19

By conducting a basic test by running a simple C++ program on a normal desktop PC it seems plausible to suppose that sizes of pointers of any type (including pointers to functions) are equal to the target architecture bits ?

For example: in 32 bits architectures -> 4 bytes and in 64 bits architectures -> 8 bytes.

However I remember reading that, it is not like that in general!

So I was wondering what would be such circumstances?

  • For equality of size of pointers to data types compared with size of pointers to other data types
  • For equality of size of pointers to data types compared with size of pointers to functions
  • For equality of size of pointers to target architecture
  • 5
    On some architectures, not all pointers are the same size. Clearly two different sizes can't both be equal to the same "architecture size". PIC typically has 8 bit data pointer with 14 bit function pointer. 16-bit x86 had 16-bit near and 32-bit far pointers. – Ben Voigt May 19 '19 at 14:45
  • If your computers architecture used bank switched memory, a pointer may be comprised of two portions: a bank and an address into the bank. If your architecture used segmented memory, a "far" address may be comprised of a segment and offset, and a "near" address may just have an offset. A function pointer may be different from a data pointer in size, and a member pointer may have non-trivial implementation details making it possibly x2 or x3 larger than the architecture.. – Eljay May 19 '19 at 14:46
  • 5
    Is this just asking for a "no, you can't assume that"? Or an open-ended list of every situation where the assumption breaks down? Or what? – Useless May 19 '19 at 15:19
  • 1
    @Useless Well, the question itself is pretty open, but the answer is very simple. "NEVER assume it if the correctness depends on it." – klutt May 19 '19 at 15:29
  • 5
    "target architecture bits" how do you define that? – Marc Glisse May 19 '19 at 15:34
18

No, it is not reasonable to assume. Making this assumption can cause bugs.

The sizes of pointers (and of integer types) in C or C++ are ultimately determined by the C or C++ implementation. Normal C or C++ implementations are heavily influenced by the architectures and the operating systems they target, but they may choose the sizes of their types for reasons other than execution speed, such as goals of supporting smaller memory use, supporting code that was not written to be fully portable to any type sizes, or supporting easier use of big integers.

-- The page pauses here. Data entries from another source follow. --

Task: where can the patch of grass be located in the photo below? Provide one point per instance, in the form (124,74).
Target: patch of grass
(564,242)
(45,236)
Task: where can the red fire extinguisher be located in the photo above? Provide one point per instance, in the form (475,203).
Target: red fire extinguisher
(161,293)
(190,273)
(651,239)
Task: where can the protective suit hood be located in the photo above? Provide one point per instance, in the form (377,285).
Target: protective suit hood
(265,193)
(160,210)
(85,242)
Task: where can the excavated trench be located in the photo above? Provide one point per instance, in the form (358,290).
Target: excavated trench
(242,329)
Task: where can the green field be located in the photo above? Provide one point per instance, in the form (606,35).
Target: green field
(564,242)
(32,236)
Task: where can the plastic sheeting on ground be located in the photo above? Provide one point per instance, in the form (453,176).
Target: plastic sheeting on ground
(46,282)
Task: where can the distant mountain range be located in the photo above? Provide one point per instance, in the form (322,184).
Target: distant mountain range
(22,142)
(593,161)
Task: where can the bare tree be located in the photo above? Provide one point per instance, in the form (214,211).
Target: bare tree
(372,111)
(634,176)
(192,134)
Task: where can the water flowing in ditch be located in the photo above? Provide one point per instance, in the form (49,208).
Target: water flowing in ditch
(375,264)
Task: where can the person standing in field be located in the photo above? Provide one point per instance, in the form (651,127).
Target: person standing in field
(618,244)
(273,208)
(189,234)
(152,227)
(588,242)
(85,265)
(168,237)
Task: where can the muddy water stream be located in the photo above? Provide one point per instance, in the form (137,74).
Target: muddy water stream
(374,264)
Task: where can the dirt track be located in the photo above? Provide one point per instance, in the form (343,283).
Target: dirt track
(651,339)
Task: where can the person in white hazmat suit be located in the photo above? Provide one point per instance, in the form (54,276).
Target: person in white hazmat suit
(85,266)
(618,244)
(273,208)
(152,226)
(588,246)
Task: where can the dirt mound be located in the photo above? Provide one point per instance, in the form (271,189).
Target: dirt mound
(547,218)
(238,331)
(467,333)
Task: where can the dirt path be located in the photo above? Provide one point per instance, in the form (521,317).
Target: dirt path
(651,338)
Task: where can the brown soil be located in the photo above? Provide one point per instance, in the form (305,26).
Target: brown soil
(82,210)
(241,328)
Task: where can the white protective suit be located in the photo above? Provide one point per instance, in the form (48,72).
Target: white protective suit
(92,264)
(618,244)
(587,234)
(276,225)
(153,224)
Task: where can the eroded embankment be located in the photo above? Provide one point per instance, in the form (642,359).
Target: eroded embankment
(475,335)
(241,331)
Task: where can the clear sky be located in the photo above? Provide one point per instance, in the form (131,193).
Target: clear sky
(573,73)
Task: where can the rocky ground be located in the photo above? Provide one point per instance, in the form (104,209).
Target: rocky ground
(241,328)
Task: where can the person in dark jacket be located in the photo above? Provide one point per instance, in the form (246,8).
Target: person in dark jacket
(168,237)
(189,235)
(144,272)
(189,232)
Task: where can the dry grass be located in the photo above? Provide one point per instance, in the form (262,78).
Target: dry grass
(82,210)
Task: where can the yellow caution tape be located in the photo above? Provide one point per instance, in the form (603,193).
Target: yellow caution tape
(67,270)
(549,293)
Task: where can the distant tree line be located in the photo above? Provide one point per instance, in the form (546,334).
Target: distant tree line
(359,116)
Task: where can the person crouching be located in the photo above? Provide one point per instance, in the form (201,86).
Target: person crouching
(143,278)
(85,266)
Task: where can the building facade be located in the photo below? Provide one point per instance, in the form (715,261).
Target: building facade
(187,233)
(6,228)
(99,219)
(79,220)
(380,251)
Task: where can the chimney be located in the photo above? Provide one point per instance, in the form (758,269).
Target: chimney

I have seen a compiler targeted for a 64-bit system but providing 32-bit pointers, for the purpose of building programs with smaller memory use. (It had been observed that the sizes of pointers were a considerable factor in memory consumption, due to the use of many structures with many connections and references using pointers.) Source code written with the assumption that the pointer size equalled the 64-bit register size would break.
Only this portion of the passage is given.